114071 Rev. A 2-1
Chapter 2
TCP, FTP, Telnet, and NTP Concepts
This chapter describes the concepts behind TCP, FTP, Telnet, and NTP and how
we implement them in Bay Networks routers. You can use this information to
decide how to customize TCP, FTP, Telnet, and NTP parameters for your system.
TCP Overview
In the 1970s, the Defense Advanced Research Projects Agency (DARPA) of the
U.S. Department of Defense (DOD) developed the Transmission Control Protocol
(TCP) to provide communication among hosts manufactured by different vendors.
DARPA designed TCP to work within a layered hierarchy of networking
protocols, using the Internet Protocol (IP) to transfer data.
Built upon the IP layer suite, TCP is a connection-oriented, end-to-end protocol
that provides the packet sequencing, error control, and other services required to
provide reliable end-to-end communications.

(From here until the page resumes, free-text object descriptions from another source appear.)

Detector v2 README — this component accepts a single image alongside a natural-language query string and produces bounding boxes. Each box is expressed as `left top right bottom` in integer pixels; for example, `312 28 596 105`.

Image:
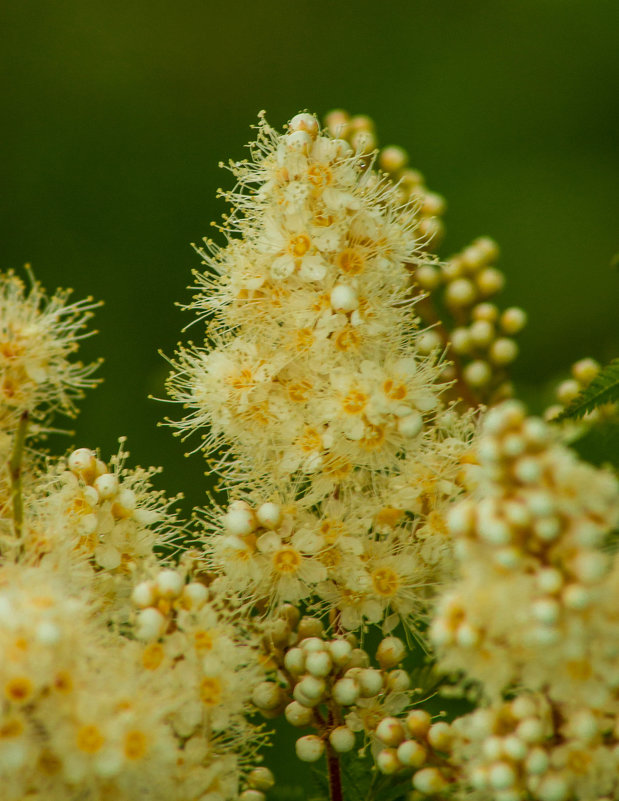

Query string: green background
2 0 618 513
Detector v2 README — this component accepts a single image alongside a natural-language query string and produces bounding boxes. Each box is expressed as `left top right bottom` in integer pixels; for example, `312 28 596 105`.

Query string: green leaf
555 358 619 421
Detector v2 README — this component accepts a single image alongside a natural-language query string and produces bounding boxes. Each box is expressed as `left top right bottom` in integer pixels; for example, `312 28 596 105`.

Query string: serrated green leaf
555 358 619 421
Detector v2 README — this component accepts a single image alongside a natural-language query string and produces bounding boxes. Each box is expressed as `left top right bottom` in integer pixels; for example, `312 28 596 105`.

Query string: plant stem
9 410 29 541
326 742 343 801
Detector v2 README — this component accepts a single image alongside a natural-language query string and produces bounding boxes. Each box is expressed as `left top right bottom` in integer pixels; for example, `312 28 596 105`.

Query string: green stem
9 411 29 541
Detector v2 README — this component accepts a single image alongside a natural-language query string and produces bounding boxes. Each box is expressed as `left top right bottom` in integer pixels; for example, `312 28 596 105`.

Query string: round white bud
115 488 136 513
376 748 400 775
132 581 157 608
470 319 495 348
289 113 318 138
256 502 282 529
502 735 527 761
379 145 408 173
489 762 516 790
387 669 411 692
572 357 599 384
286 130 313 152
557 379 580 405
330 284 358 312
427 722 452 750
397 411 423 437
329 639 353 665
456 622 480 648
285 701 314 727
500 307 527 335
490 338 518 365
93 473 118 499
295 735 325 762
247 767 275 791
405 709 431 737
464 360 491 387
297 675 326 701
155 569 184 599
537 773 569 801
223 502 256 536
376 637 406 668
240 791 265 801
329 726 356 753
412 767 447 794
417 330 442 354
252 682 282 711
572 550 608 583
82 486 99 507
451 327 472 354
513 456 542 484
416 264 441 290
305 650 332 678
300 636 325 653
516 717 545 743
476 267 505 296
472 302 499 322
332 677 360 706
445 278 476 307
376 717 405 747
136 608 166 641
531 598 560 625
68 448 96 476
536 568 563 594
482 736 504 760
562 583 591 610
397 739 426 768
524 747 549 774
182 582 208 609
36 621 60 645
284 648 306 675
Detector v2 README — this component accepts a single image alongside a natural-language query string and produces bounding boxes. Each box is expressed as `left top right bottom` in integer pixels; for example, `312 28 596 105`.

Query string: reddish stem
326 742 343 801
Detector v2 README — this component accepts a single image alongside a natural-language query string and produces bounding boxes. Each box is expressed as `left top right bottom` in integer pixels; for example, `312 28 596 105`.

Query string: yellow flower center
337 248 365 275
142 643 165 670
5 677 33 704
76 724 104 754
287 380 312 403
383 379 407 400
333 327 360 352
290 235 311 258
372 567 400 597
342 390 367 415
124 730 148 760
298 427 322 453
200 676 222 706
194 630 215 651
272 547 302 575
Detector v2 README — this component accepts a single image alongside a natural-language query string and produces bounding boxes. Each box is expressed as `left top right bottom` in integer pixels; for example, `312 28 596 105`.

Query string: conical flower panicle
167 113 475 628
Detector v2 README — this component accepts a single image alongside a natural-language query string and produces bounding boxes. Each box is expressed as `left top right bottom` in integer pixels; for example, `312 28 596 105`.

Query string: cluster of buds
451 693 619 801
374 708 456 795
415 238 526 403
31 444 176 573
131 567 208 640
239 766 276 801
430 400 619 703
252 610 420 766
320 112 526 408
323 110 448 250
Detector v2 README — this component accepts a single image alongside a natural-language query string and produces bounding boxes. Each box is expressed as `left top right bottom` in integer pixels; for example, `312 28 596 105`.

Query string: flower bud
329 726 356 753
295 735 325 762
376 637 406 668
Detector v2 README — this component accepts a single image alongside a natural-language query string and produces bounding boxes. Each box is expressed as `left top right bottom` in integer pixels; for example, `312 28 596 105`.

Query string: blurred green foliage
1 0 618 512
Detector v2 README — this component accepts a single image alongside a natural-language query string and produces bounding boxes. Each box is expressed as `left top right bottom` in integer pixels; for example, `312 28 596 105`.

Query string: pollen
0 717 24 738
323 454 352 480
200 676 223 706
272 547 302 574
371 567 401 597
124 730 148 760
342 390 368 415
76 724 104 754
5 676 34 704
337 247 365 276
289 235 311 258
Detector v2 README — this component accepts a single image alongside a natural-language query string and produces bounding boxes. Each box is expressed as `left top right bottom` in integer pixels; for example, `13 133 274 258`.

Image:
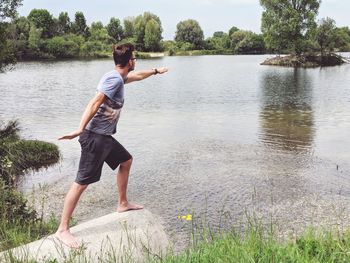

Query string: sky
18 0 350 40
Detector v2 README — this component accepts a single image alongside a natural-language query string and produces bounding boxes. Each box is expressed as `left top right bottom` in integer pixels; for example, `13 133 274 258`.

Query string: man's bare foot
55 230 81 249
117 202 144 213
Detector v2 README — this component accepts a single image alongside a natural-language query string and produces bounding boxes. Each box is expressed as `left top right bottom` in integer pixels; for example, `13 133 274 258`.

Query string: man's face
128 52 136 72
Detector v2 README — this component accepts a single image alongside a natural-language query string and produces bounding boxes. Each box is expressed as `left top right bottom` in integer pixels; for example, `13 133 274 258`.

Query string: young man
55 43 168 248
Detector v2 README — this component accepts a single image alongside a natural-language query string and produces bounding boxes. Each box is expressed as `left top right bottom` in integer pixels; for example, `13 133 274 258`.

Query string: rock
0 209 170 262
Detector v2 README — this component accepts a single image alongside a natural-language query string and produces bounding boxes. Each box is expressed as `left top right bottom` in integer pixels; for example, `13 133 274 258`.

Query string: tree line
1 0 350 72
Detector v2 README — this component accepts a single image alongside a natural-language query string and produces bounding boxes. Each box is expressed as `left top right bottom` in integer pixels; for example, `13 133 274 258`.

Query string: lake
1 55 350 248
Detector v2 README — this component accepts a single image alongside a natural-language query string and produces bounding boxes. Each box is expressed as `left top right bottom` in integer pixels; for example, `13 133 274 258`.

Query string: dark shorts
75 130 132 185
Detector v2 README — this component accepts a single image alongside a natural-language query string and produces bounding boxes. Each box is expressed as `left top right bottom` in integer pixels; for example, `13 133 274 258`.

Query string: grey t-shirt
86 70 126 135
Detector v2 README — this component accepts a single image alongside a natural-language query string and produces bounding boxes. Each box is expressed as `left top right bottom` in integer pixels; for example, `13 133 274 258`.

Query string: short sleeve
97 75 122 100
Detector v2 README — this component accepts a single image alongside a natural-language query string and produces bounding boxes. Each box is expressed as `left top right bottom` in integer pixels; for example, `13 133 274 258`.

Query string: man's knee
73 182 89 192
120 157 133 168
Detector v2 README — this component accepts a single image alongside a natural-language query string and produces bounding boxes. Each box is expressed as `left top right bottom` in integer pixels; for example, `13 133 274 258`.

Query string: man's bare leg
116 158 143 212
55 182 88 248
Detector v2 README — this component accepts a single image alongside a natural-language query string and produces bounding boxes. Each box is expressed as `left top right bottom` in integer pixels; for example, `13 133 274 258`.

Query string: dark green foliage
0 120 60 186
235 32 266 54
106 17 123 42
133 12 162 51
334 27 350 52
123 17 135 39
260 0 321 55
27 9 55 38
0 120 60 251
0 0 22 72
205 32 230 51
175 19 204 50
315 17 336 56
57 12 71 35
0 0 22 20
228 26 239 38
144 18 162 52
45 36 80 58
72 11 89 38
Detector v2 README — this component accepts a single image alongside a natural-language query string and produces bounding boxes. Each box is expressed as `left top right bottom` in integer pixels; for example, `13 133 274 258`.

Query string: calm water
1 55 350 246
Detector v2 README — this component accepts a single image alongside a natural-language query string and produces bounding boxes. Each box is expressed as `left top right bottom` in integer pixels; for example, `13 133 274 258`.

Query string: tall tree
89 21 112 43
175 19 204 49
107 17 123 42
333 27 350 52
0 0 22 71
205 31 230 51
260 0 321 55
72 11 89 38
0 0 22 20
315 17 336 57
123 17 135 38
57 12 71 35
27 9 54 38
228 26 239 38
133 12 162 51
144 18 162 51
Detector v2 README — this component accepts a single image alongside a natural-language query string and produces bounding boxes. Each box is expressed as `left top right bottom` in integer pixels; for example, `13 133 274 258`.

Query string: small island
260 2 350 68
261 53 347 68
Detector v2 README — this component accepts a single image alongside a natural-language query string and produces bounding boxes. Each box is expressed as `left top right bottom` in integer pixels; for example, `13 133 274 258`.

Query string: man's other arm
59 92 106 140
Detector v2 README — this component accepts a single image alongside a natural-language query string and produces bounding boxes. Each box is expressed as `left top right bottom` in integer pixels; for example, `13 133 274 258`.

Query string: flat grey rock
0 209 170 262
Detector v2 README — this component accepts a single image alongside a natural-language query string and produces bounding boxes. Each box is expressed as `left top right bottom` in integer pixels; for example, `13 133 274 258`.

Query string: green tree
28 23 42 54
334 27 350 52
260 0 321 55
315 17 336 57
123 17 134 38
91 21 103 31
133 12 162 51
175 19 204 49
27 9 54 38
8 16 30 59
144 18 162 51
205 31 230 51
89 22 112 44
230 30 250 50
107 17 123 42
46 36 80 58
228 26 240 38
0 0 22 20
72 11 89 38
235 33 266 54
0 0 22 71
57 12 71 35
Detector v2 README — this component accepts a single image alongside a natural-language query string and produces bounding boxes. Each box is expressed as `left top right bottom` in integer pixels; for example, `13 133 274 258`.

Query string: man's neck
115 66 129 78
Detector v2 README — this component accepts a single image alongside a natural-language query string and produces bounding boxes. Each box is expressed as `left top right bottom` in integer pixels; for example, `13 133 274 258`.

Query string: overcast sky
18 0 350 40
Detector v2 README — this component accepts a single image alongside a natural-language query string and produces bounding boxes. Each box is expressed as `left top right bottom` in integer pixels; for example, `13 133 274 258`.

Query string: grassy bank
0 120 60 251
160 226 350 262
3 215 350 262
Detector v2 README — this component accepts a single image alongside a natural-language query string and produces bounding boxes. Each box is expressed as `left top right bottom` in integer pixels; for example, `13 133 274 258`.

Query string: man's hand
155 67 168 74
58 129 83 140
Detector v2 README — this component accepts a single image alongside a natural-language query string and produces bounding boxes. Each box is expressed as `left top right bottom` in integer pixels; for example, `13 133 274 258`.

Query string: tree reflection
259 69 315 153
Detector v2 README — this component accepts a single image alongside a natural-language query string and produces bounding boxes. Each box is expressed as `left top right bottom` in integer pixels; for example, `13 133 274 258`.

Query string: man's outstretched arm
125 67 168 84
59 92 106 140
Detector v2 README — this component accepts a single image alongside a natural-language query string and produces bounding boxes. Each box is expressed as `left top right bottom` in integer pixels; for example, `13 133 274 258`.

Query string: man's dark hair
113 43 135 67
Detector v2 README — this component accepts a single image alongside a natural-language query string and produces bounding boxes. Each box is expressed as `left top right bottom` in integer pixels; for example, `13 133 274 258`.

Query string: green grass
159 224 350 263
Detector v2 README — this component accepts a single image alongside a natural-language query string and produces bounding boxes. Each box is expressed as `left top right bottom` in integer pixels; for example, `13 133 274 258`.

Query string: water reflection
259 69 315 153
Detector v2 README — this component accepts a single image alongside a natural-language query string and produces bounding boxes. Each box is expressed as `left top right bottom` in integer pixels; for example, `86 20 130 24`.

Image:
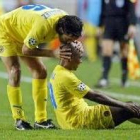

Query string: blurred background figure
96 0 137 88
77 0 102 62
0 0 5 15
135 0 140 58
127 39 140 80
3 0 34 12
16 0 34 8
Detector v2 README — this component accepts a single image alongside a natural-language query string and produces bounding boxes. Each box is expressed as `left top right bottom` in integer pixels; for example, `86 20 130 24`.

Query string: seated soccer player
49 40 140 129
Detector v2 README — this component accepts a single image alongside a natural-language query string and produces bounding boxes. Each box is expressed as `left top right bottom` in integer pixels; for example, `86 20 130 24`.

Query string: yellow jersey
49 65 90 129
0 4 67 49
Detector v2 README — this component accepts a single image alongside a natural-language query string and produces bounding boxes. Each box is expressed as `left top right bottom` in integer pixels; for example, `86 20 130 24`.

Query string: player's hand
53 44 72 60
59 46 72 60
124 102 140 118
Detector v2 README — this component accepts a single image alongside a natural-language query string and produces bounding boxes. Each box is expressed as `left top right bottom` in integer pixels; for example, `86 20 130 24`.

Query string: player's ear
58 27 64 35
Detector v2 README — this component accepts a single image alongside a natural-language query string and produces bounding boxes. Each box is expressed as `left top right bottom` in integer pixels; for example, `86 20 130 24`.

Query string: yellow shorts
0 28 23 57
77 105 114 129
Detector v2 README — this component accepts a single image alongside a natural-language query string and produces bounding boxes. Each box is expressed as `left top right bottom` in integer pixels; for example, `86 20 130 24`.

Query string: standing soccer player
0 4 83 130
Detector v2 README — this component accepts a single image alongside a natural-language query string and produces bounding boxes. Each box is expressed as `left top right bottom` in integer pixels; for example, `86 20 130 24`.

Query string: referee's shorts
103 17 129 42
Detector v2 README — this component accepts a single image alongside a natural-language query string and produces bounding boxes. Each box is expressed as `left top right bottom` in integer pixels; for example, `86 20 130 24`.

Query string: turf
0 58 140 140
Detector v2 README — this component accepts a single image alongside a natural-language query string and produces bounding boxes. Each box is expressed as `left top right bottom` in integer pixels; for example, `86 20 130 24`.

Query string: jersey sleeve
62 73 90 98
24 20 49 49
127 0 137 25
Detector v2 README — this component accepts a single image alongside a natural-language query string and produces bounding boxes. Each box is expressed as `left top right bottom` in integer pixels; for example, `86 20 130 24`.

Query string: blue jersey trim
48 82 57 109
22 4 50 11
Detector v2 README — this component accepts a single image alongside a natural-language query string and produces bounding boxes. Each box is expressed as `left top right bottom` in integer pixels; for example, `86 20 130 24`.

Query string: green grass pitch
0 58 140 140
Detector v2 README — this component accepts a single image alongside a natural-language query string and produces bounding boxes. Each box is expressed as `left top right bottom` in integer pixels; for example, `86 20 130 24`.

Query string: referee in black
96 0 137 88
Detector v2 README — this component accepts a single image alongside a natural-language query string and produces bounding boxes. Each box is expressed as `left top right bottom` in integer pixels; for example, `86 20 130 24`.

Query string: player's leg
125 101 140 124
1 56 24 119
96 39 114 88
120 42 129 87
20 56 55 129
116 17 129 87
96 18 115 88
1 56 32 130
101 39 114 80
109 105 140 127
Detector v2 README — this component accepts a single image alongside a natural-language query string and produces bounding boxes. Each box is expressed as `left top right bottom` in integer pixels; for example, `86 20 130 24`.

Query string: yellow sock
7 85 25 121
32 79 48 123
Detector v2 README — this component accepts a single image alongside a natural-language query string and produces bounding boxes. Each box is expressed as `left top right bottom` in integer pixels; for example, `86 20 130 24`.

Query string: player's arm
128 0 137 26
84 90 127 108
22 20 72 59
84 90 140 116
22 44 72 59
64 74 140 115
127 0 137 38
22 44 54 57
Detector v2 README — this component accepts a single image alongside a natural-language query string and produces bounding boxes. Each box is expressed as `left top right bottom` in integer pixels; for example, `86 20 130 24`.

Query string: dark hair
56 15 83 37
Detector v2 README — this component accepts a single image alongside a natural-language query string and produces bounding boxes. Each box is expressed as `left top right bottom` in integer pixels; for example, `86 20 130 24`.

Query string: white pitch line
112 78 140 87
0 71 140 101
100 91 140 102
0 71 32 83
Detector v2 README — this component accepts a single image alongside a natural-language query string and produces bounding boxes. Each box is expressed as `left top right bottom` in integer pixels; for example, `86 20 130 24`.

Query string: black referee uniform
100 0 136 41
96 0 137 88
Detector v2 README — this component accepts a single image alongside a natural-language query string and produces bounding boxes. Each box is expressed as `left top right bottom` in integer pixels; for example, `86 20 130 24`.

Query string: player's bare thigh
20 56 47 79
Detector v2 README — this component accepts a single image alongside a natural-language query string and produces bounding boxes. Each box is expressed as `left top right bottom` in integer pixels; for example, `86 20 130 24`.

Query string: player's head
56 15 83 44
60 40 84 70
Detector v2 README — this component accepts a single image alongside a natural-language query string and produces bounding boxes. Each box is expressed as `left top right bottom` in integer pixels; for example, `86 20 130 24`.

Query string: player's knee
9 66 21 85
10 65 21 76
40 66 47 78
102 48 113 56
33 65 47 79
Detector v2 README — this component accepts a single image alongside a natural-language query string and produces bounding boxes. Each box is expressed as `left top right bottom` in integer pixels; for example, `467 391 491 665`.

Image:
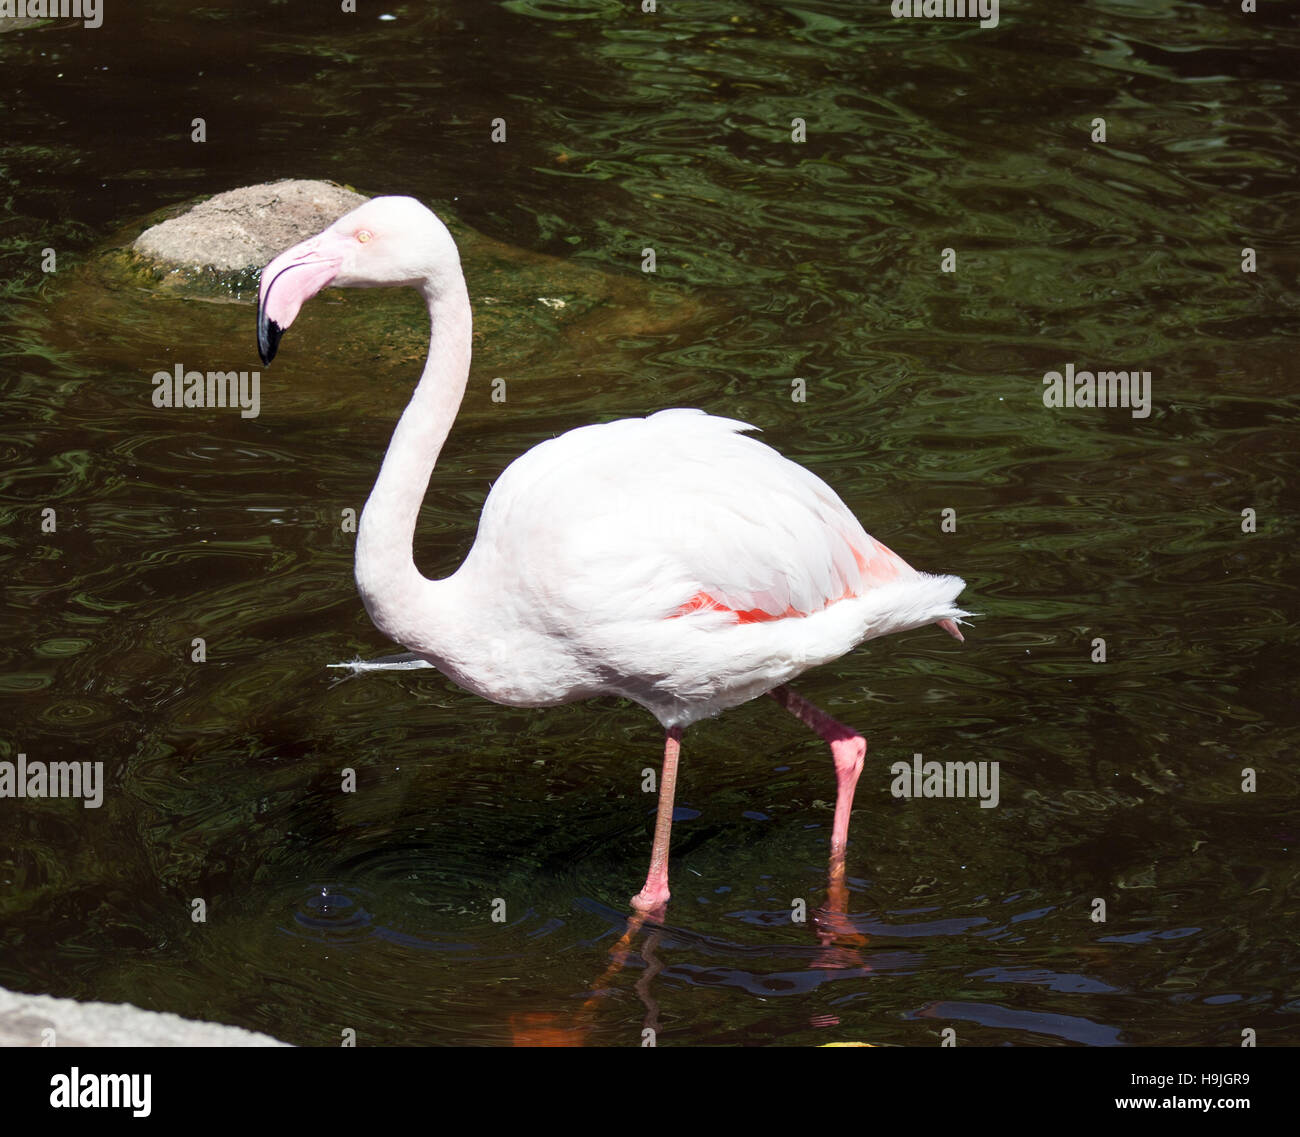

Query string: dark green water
1 0 1297 1046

IP takes the packet from TCP and
passes it along whatever gateways are needed, for delivery to the remote TCP
layer through the remote IP layer.
The Bay Networks implementation of TCP generally ensures good terminal server
performance on slow-speed links as well as high-speed LAN links. TCP Services
are required to support upper-layer protocols, such as Telnet and FTP, which are
part of the TCP/IP suite.
TCP does not require reliability of the communication protocols below itself.
Therefore, TCP functions with lower-level protocols that are simple, potentially
unreliable datagram services. TCP uses IP for a lower-level protocol.